Track your progress(DW #830)

Do you wear a Fitbit? Or use a food journal?


If you do, you already know that tracking what you are trying to change or improve is a powerful way to set yourself up for success.


Well, hundreds of years before the invention of fitness- tracking devices, Ben Franklin came up with a self-improvement experiment that let him track his mind hacking progress in a measurable, scientific way.

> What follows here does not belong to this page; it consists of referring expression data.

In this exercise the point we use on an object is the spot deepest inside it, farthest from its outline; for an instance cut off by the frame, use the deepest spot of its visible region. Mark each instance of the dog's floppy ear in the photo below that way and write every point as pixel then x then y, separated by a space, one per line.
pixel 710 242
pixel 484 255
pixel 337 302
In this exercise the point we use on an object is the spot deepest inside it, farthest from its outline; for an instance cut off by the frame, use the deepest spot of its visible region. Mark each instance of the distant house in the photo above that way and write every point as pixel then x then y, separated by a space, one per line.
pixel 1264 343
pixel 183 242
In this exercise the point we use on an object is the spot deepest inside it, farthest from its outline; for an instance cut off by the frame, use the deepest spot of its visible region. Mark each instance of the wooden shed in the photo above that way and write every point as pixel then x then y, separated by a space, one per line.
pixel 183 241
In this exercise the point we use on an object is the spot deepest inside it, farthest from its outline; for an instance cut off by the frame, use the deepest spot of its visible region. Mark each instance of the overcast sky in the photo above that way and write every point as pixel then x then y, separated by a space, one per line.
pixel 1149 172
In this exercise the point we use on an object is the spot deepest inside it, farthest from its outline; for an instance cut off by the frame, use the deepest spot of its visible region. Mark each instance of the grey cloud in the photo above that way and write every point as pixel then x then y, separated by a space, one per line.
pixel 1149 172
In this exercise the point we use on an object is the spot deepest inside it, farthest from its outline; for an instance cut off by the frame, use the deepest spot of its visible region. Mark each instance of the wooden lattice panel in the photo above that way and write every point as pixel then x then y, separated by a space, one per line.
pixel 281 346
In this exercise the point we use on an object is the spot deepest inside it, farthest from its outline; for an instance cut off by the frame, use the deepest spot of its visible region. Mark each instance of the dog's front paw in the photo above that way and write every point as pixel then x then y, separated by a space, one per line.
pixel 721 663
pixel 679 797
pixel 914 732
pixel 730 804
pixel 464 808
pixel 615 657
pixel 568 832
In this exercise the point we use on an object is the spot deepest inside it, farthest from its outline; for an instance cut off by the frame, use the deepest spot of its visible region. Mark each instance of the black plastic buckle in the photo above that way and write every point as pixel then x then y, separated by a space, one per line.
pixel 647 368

As described in his autobiography, Franklin gave his experiment the lofty title of the ‘Moral Perfection Project.’ He began by laying out a set of thirteen virtues that he wished to develop in himself and then he found a way to track his progress on a daily basis with this method:


He writes in his autobiography:


  • "I made a little book, in which I allotted a page for each of the virtues."
  • "I ruled each page with red ink, so as to have seven columns, one for each day of the week, marking each column with a letter for the day."
  • "I crossed these columns with thirteen red lines, marking the beginning of each line with the first letter of one of the virtues, on which line, and in its proper column, I might mark, by a little black spot, every fault I found upon examination to have been committed respecting that virtue upon that day."
While psychology has now discovered more powerful ways of succeeding without focusing on "every fault that we find upon examination" (don’t do this please!), the essence of the practice was tracking his progress and this is a very powerful way to supercharge your chances of successful change.